Years ago, we paid a young man about $20 a month to pick up used newspapers, bottles, cans and plastic from our sidewalk. He drove by every two weeks and hauled the stuff off in a battered pickup and homemade trailer. He was forced out of business when the city got around to starting its own curbside recycling service.
The municipal program reached more homes than a one-man grassroots operation, so that probably counts as progress. But he took glass and other materials that the city didn't collect. What's more, he seemed a lot more committed to making recycling work than the public servants who raced big trucks down the block first thing in the morning-- sometimes before we could get bags out to curbside.
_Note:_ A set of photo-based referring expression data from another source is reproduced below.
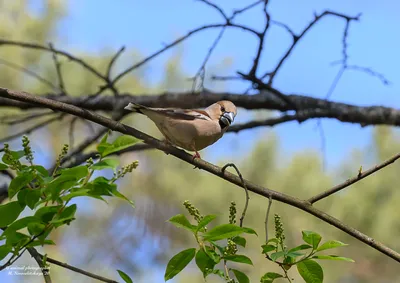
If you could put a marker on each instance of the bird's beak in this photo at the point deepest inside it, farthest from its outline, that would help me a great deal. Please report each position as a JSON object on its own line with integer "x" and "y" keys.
{"x": 129, "y": 107}
{"x": 227, "y": 118}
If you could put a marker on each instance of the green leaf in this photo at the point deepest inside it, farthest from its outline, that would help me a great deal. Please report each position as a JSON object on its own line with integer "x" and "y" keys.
{"x": 269, "y": 277}
{"x": 15, "y": 238}
{"x": 268, "y": 248}
{"x": 311, "y": 238}
{"x": 21, "y": 223}
{"x": 213, "y": 254}
{"x": 273, "y": 240}
{"x": 15, "y": 154}
{"x": 78, "y": 172}
{"x": 240, "y": 241}
{"x": 100, "y": 188}
{"x": 206, "y": 219}
{"x": 21, "y": 197}
{"x": 61, "y": 183}
{"x": 124, "y": 276}
{"x": 273, "y": 275}
{"x": 4, "y": 250}
{"x": 9, "y": 212}
{"x": 204, "y": 262}
{"x": 224, "y": 231}
{"x": 294, "y": 254}
{"x": 103, "y": 143}
{"x": 311, "y": 271}
{"x": 120, "y": 143}
{"x": 181, "y": 221}
{"x": 238, "y": 258}
{"x": 300, "y": 248}
{"x": 219, "y": 272}
{"x": 41, "y": 170}
{"x": 40, "y": 243}
{"x": 19, "y": 182}
{"x": 333, "y": 257}
{"x": 331, "y": 245}
{"x": 240, "y": 276}
{"x": 67, "y": 214}
{"x": 118, "y": 194}
{"x": 179, "y": 262}
{"x": 75, "y": 194}
{"x": 275, "y": 256}
{"x": 32, "y": 197}
{"x": 46, "y": 213}
{"x": 106, "y": 163}
{"x": 36, "y": 228}
{"x": 249, "y": 231}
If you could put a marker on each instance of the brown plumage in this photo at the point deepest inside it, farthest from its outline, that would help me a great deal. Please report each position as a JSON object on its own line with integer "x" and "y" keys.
{"x": 190, "y": 129}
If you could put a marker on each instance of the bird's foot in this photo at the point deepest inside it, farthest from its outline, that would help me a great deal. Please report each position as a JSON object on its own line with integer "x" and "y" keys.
{"x": 196, "y": 155}
{"x": 167, "y": 142}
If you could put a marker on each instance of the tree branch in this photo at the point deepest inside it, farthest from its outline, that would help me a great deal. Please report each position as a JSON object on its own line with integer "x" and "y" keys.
{"x": 267, "y": 100}
{"x": 77, "y": 270}
{"x": 349, "y": 182}
{"x": 215, "y": 170}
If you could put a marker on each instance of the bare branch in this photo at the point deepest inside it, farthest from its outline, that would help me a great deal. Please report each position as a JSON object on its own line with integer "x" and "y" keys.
{"x": 30, "y": 73}
{"x": 271, "y": 75}
{"x": 246, "y": 204}
{"x": 56, "y": 51}
{"x": 33, "y": 128}
{"x": 215, "y": 170}
{"x": 176, "y": 42}
{"x": 219, "y": 9}
{"x": 39, "y": 259}
{"x": 113, "y": 60}
{"x": 76, "y": 269}
{"x": 353, "y": 180}
{"x": 266, "y": 218}
{"x": 17, "y": 119}
{"x": 58, "y": 70}
{"x": 202, "y": 70}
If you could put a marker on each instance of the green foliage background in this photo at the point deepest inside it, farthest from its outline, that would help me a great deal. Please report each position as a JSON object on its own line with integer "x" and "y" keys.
{"x": 105, "y": 238}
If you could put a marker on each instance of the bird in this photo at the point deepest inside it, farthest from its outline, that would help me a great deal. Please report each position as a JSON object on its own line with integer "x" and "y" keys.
{"x": 190, "y": 129}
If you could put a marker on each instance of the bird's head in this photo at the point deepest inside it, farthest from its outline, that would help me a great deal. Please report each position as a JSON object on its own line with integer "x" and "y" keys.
{"x": 224, "y": 111}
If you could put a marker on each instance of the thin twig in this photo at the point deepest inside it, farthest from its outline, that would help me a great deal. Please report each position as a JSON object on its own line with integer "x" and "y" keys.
{"x": 245, "y": 189}
{"x": 113, "y": 60}
{"x": 63, "y": 53}
{"x": 18, "y": 119}
{"x": 267, "y": 217}
{"x": 58, "y": 70}
{"x": 202, "y": 70}
{"x": 39, "y": 259}
{"x": 353, "y": 180}
{"x": 71, "y": 133}
{"x": 219, "y": 9}
{"x": 200, "y": 163}
{"x": 296, "y": 38}
{"x": 32, "y": 129}
{"x": 78, "y": 270}
{"x": 176, "y": 42}
{"x": 30, "y": 73}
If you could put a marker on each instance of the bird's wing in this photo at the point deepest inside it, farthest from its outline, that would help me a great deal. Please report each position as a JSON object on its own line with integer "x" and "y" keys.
{"x": 175, "y": 113}
{"x": 182, "y": 114}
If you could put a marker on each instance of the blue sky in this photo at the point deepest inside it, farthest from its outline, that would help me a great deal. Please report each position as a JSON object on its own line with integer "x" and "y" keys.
{"x": 98, "y": 25}
{"x": 95, "y": 25}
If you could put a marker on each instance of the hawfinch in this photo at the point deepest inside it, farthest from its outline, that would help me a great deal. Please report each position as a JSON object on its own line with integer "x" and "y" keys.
{"x": 190, "y": 129}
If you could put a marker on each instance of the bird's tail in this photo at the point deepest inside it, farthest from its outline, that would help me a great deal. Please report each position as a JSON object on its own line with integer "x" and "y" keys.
{"x": 134, "y": 107}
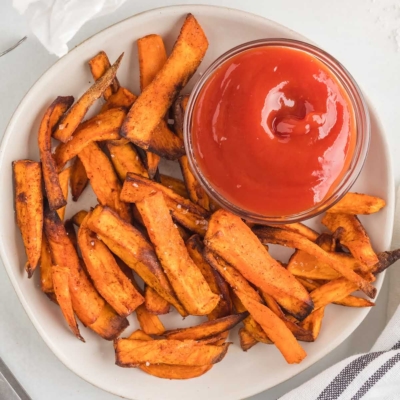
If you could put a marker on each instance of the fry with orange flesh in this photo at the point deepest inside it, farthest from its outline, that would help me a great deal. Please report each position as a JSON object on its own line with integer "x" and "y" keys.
{"x": 29, "y": 209}
{"x": 106, "y": 275}
{"x": 60, "y": 276}
{"x": 183, "y": 211}
{"x": 132, "y": 352}
{"x": 189, "y": 284}
{"x": 151, "y": 106}
{"x": 125, "y": 158}
{"x": 64, "y": 178}
{"x": 99, "y": 65}
{"x": 358, "y": 203}
{"x": 75, "y": 115}
{"x": 154, "y": 303}
{"x": 50, "y": 175}
{"x": 104, "y": 126}
{"x": 353, "y": 236}
{"x": 104, "y": 180}
{"x": 78, "y": 180}
{"x": 231, "y": 239}
{"x": 295, "y": 240}
{"x": 129, "y": 244}
{"x": 275, "y": 328}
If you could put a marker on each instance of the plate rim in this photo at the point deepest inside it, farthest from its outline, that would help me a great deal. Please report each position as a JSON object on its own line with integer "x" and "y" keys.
{"x": 181, "y": 8}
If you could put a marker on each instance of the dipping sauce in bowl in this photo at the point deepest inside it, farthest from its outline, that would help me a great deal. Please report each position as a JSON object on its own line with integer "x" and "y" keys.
{"x": 273, "y": 131}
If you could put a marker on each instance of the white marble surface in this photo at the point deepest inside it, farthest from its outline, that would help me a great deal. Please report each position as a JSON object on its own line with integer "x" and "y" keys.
{"x": 364, "y": 35}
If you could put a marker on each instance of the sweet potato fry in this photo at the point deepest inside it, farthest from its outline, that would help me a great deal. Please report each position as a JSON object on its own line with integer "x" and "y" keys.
{"x": 275, "y": 328}
{"x": 295, "y": 240}
{"x": 60, "y": 276}
{"x": 246, "y": 340}
{"x": 206, "y": 329}
{"x": 217, "y": 284}
{"x": 103, "y": 180}
{"x": 125, "y": 159}
{"x": 353, "y": 236}
{"x": 106, "y": 275}
{"x": 129, "y": 244}
{"x": 151, "y": 106}
{"x": 357, "y": 203}
{"x": 75, "y": 115}
{"x": 29, "y": 209}
{"x": 50, "y": 175}
{"x": 183, "y": 211}
{"x": 132, "y": 352}
{"x": 104, "y": 126}
{"x": 64, "y": 178}
{"x": 78, "y": 180}
{"x": 230, "y": 238}
{"x": 99, "y": 65}
{"x": 154, "y": 303}
{"x": 313, "y": 322}
{"x": 189, "y": 284}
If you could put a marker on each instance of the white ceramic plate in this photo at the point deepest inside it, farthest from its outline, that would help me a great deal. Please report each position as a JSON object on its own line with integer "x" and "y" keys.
{"x": 240, "y": 374}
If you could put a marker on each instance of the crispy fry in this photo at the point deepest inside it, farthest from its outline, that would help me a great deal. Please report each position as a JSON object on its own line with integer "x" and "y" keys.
{"x": 189, "y": 284}
{"x": 106, "y": 275}
{"x": 353, "y": 236}
{"x": 29, "y": 209}
{"x": 206, "y": 329}
{"x": 357, "y": 203}
{"x": 183, "y": 211}
{"x": 217, "y": 284}
{"x": 60, "y": 277}
{"x": 230, "y": 238}
{"x": 99, "y": 65}
{"x": 64, "y": 178}
{"x": 104, "y": 126}
{"x": 75, "y": 115}
{"x": 246, "y": 340}
{"x": 151, "y": 106}
{"x": 125, "y": 158}
{"x": 103, "y": 180}
{"x": 129, "y": 244}
{"x": 50, "y": 176}
{"x": 292, "y": 239}
{"x": 132, "y": 352}
{"x": 78, "y": 180}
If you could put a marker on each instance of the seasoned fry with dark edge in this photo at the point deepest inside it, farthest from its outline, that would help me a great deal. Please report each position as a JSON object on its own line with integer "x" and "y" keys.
{"x": 99, "y": 65}
{"x": 106, "y": 275}
{"x": 275, "y": 328}
{"x": 295, "y": 240}
{"x": 230, "y": 238}
{"x": 151, "y": 106}
{"x": 29, "y": 209}
{"x": 206, "y": 329}
{"x": 78, "y": 179}
{"x": 357, "y": 203}
{"x": 129, "y": 244}
{"x": 50, "y": 175}
{"x": 183, "y": 211}
{"x": 353, "y": 236}
{"x": 60, "y": 276}
{"x": 104, "y": 180}
{"x": 104, "y": 126}
{"x": 132, "y": 352}
{"x": 73, "y": 118}
{"x": 189, "y": 284}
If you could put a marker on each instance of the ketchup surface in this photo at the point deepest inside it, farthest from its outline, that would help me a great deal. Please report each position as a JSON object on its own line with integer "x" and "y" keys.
{"x": 273, "y": 131}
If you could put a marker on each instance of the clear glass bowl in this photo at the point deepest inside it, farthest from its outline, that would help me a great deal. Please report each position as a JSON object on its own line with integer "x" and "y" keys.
{"x": 362, "y": 127}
Since then, I've had my doubts about whether municipally run recycling programs do much to improve the environment. And now that recycling has run into hard times, the entrepreneurial spirit of its early pioneers is sorely missed. Recovery rates nationwide seem to have topped out at roughly 28 percent, and Americans are now throwing out more trash per capita than ever. States have missed or finessed ambitious waste-recovery targets. Secondary materials markets have sagged the last couple of years; instead of paying for recycled glass, processors now charge to take it. And so far, all those intriguing schemes to turn hard-to-recycle wastes into compost, pavement, building materials and other futuristic uses haven't made much of a dent in the amount of garbage that goes to landfills.
Localities are clearly struggling. Nashville is trying to revive a 10-year-old collection program for 19,000 households, a program the city suspended last year. But other local governments are shutting materials-recovery facilities down. Some are cutting costs by merging recycling efforts with neighboring communities. Not so long ago, says Kay Martin, the solid waste program director for Ventura County, California, "it seemed like we were making steadier progress than that."
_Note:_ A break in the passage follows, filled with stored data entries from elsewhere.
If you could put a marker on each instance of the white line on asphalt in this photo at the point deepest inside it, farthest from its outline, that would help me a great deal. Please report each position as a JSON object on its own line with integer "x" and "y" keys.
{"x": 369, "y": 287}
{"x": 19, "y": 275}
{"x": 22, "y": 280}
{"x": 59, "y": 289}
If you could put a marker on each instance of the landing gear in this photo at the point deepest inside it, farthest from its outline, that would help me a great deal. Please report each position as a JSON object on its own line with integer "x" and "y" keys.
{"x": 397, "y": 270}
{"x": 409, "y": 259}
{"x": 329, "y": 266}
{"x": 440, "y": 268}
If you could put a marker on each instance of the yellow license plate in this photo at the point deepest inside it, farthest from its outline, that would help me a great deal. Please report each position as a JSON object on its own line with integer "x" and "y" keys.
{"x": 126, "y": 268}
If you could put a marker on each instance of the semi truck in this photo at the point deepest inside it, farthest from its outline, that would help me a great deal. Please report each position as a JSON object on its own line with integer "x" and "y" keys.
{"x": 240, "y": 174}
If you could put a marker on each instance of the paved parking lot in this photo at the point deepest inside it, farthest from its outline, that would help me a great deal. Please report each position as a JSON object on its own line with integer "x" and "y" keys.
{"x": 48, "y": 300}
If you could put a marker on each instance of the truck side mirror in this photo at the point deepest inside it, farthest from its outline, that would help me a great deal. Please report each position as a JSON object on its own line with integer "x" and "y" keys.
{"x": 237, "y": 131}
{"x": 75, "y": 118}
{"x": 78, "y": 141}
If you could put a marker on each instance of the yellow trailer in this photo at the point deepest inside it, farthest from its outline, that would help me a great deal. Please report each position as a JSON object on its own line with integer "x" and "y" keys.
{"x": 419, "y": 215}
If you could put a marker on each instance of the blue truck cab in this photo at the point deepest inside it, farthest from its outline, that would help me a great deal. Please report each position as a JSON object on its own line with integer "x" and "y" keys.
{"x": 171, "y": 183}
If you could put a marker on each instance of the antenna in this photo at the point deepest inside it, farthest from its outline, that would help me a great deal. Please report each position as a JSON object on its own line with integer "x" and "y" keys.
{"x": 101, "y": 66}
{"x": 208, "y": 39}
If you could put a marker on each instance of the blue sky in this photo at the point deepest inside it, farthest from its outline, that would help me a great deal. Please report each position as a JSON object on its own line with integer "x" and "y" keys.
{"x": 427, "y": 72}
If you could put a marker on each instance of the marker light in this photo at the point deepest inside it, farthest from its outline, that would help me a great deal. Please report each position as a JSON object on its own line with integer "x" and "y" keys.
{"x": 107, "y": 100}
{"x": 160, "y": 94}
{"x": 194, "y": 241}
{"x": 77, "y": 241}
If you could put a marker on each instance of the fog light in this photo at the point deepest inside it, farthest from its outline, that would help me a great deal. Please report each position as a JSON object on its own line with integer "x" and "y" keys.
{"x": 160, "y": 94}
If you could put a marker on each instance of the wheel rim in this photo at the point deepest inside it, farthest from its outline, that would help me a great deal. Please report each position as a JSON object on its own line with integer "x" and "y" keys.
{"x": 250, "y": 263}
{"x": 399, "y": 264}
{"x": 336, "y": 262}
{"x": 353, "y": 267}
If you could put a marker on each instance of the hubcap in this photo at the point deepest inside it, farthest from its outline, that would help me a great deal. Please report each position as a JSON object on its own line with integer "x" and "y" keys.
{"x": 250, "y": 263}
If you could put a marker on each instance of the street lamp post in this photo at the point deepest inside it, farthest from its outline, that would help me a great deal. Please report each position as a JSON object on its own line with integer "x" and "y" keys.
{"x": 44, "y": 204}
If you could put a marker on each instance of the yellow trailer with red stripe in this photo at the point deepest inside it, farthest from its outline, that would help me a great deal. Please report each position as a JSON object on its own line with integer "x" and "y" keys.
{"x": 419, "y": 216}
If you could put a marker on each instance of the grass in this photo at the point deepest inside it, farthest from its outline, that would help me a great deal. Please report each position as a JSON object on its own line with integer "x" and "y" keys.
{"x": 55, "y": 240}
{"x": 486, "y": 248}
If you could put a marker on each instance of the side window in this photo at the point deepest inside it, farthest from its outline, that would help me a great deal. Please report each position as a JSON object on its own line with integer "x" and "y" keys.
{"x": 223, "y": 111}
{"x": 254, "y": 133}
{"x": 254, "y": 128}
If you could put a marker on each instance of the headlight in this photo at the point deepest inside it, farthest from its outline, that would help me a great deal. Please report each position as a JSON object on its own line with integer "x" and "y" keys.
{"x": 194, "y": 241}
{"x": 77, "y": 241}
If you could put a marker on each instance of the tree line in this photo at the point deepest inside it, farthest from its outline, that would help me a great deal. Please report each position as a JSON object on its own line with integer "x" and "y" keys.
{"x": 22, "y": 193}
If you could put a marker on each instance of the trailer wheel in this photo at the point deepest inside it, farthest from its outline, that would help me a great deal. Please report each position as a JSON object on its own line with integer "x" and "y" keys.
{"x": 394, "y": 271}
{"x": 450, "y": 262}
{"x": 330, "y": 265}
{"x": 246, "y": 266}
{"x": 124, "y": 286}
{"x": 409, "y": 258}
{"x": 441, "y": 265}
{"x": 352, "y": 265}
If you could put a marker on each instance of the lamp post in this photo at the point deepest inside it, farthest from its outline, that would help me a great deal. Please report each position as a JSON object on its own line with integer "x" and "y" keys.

Recycling's foundering economic fortunes aren't local government's fault. But in a book published last year, three sociology professors suggest that ill-conceived municipal curbside programs have kept recycling from realizing its full potential as an economically and environmentally sustainable undertaking. In "Urban Recycling and the Search for Sustainable Community Development," authors Adam S. Weinberg, David M. Pellow and Allan Schnaiberg concluded that Chicago's "blue bag" program that collects recyclable material along with regular garbage has, in fact, killed off nonprofit recycling ventures that had begun generating new businesses and good-paying jobs for impoverished inner-city neighborhoods. Recycling once promised long-term economic as well as environmental benefits, they argue, but instead it's turned into "a commodity-based, profit-driven competitive industry in which large private firms using public dollars are squeezing the life out of smaller nonprofit and family-owned recyclers."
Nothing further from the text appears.